Watching & Reading
Nothing big this time, just some reviews/write-ups. Let me know what you think of this kind of post if you feel like it.
This will be published on Inauguration Day, which I hope will be as boring and pro forma as all the other inauguration days have been. -SL
Watching
Small Axe, a series of five short films by Steve McQueen. Streaming on Amazon Prime.
The five films that make up Small Axe are not connected by plot or characters, but by time, space, and themes. They are all set in the Caribbean communities of London in the late 1960s through the early 1980s.
I mostly want to write about Lovers Rock, the second part of the anthology, but I realized that, of the five films, this is the one that deals least with white supremacy and police/state violence which are very prominent themes in the other films, all of which are more closely based on historical events. Mangrove tells the true story of the community around the Mangrove restaurant which was a favorite target of racist police violence, and the “Mangrove Nine” activists who were put on trial for spurious charges of rioting. Alex Wheatle is the story of a young man’s political and cultural awakening, while Red, White, and Blue (the only one of the films that I felt fell a little flat) is about a Black Londoner who joins the police force to try and reform it from within. Education is apparently based on McQueen’s own experiences in school and depicts how Black children were removed from functional schools and put in schools for the “educationally subnormal” where they weren’t educated at all. Performances in all the films are great, and Kenyah Sandy who plays the 12 year old Kingsley in Education didn’t feel like a “child actor” at all to me, he was so convincing.
Lovers Rock takes place over about 24 hours from the sound system crew setting up for the all-night house party through the post-dawn bike ride home of a couple falling in love. The plot is somewhat thin, which doesn’t stop the characterizations and performances from being strong. But the film is driven more by the music (the soundtrack/playlist for the series is so good) and the movement of the characters through the party all night. I thought it felt more like watching modern dance theater, where the dialog is often minimal but the story and emotional pull comes through movement that is by turns sensual, exuberant, aggressive, joyous, and exhausted. I don’t normally like to watch movies more than once in a short period of time, but I watched Lovers Rock a second time just two days after the first time, and I’ll probably watch it again soon.
Reading
My Friend Dahmer, a graphic novel* by Derf Backderf
Back in the mid-1990s when I got into zines, I found there was a prominent strain of dudes into alternative literature who were also into serial killers. Zines like Murder Can Be Fun and Jim Goad’s ANSWER Me! projected an edgy persona that mostly didn’t resonate for me. I wonder if that fascination with mass murder is still a thing for young men, or if it has been replaced by straight up fascism: in Goad’s case it sure has (cw for anti-trans, white supremacy, etc. etc. etc.).
So I would not have picked up My Friend Dahmer had a friend not recommended it. It helps that while the comic depends on our knowing who Jeffery Dahmer is and on our having some morbid sense of fascination about him, the actual story mostly covers Dahmer’s teenage years before he became a serial killer.

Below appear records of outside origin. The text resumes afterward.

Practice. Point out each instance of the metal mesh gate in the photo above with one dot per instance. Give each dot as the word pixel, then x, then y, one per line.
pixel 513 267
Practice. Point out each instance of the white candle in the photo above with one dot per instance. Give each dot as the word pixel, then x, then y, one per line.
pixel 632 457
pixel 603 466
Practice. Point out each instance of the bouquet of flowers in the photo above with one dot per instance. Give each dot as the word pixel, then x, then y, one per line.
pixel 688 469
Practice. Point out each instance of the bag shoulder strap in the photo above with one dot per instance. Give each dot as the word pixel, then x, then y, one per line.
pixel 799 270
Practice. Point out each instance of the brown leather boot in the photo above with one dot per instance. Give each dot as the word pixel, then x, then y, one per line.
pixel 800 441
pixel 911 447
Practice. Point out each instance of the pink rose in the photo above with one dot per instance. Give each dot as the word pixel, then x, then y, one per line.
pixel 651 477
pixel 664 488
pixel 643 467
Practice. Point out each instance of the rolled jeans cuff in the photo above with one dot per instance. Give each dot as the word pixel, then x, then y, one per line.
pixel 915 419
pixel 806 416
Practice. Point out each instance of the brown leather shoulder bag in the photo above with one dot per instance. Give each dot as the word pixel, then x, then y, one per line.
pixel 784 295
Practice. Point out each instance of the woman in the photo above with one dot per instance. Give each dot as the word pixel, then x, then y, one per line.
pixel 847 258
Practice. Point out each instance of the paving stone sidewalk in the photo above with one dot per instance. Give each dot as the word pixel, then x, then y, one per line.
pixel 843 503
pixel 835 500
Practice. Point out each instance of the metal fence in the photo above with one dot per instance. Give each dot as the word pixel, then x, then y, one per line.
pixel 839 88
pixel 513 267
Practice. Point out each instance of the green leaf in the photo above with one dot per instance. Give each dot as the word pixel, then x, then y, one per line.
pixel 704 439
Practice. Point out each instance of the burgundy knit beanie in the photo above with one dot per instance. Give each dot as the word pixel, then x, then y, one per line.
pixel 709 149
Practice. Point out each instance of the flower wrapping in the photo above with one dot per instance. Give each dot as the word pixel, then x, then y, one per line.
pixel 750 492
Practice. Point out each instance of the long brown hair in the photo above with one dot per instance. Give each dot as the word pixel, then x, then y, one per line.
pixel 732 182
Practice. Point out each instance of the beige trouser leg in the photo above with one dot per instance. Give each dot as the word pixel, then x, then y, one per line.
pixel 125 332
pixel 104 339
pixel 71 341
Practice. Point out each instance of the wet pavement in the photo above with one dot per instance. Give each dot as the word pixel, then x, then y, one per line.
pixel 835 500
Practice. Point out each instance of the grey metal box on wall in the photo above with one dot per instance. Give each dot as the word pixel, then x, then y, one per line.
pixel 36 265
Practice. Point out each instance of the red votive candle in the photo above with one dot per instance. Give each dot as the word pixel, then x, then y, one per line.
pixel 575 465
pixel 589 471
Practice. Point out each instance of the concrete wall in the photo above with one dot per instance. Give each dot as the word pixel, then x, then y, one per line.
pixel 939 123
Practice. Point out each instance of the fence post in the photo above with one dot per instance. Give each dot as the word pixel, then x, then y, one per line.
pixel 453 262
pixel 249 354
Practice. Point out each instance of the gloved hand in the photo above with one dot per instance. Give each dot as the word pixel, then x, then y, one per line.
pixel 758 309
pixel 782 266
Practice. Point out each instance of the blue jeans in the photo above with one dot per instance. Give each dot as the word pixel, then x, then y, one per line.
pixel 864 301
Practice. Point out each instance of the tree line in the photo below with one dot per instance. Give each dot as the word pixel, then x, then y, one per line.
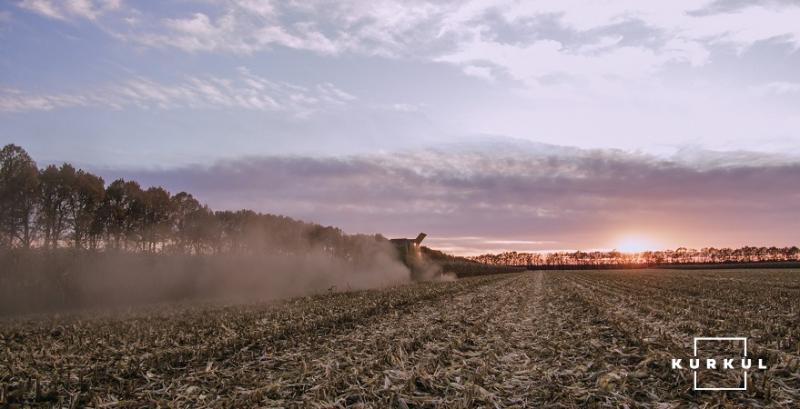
pixel 681 255
pixel 64 207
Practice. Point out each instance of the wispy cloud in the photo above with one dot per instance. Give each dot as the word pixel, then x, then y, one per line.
pixel 528 198
pixel 244 91
pixel 70 9
pixel 779 88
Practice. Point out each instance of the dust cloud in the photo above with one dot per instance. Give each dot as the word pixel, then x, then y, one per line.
pixel 59 280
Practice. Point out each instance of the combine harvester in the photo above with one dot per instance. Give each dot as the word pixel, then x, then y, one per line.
pixel 411 255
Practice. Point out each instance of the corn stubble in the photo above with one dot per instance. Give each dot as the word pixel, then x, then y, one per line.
pixel 554 339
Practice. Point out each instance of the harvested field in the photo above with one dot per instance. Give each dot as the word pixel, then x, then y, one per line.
pixel 535 339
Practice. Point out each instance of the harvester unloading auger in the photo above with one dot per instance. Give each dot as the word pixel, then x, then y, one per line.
pixel 410 253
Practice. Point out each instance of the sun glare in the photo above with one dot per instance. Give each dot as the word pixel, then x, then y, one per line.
pixel 635 244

The book’s author and illustrator, Derf, really did go to high school with Dahmer and they were friends, of a sort. Derf writes about he and his buddies enjoyed Dahmer’s odd affect and transgressive sense of humor, but he also reveals that Derf and friends treated Dahmer as more of a freakshow than a friend, sneaking him into yearbook photos where he didn’t belong, or taking him to the mall where Dahmer would fake spastic attacks and freak out the normies. Of course they were teenage boys, ill-equipped to deal with a kid who had the kind of problems that Dahmer had.
The book is really well-written as Derf combines a personal memoir with a reconstruction of aspects of Dahmer’s life that he couldn’t have known at the time from interviews and other sources. The art is excellent too, playing both sides of the line that divides the cartoony from the grotesque.
* I don’t really like the label “graphic novel” as a rule especially since (as in this case) many “graphic novels” are actually memoirs or other types of fiction or nonfiction rather than “novels.” But that’s what it says on the cover of this comic so oh well.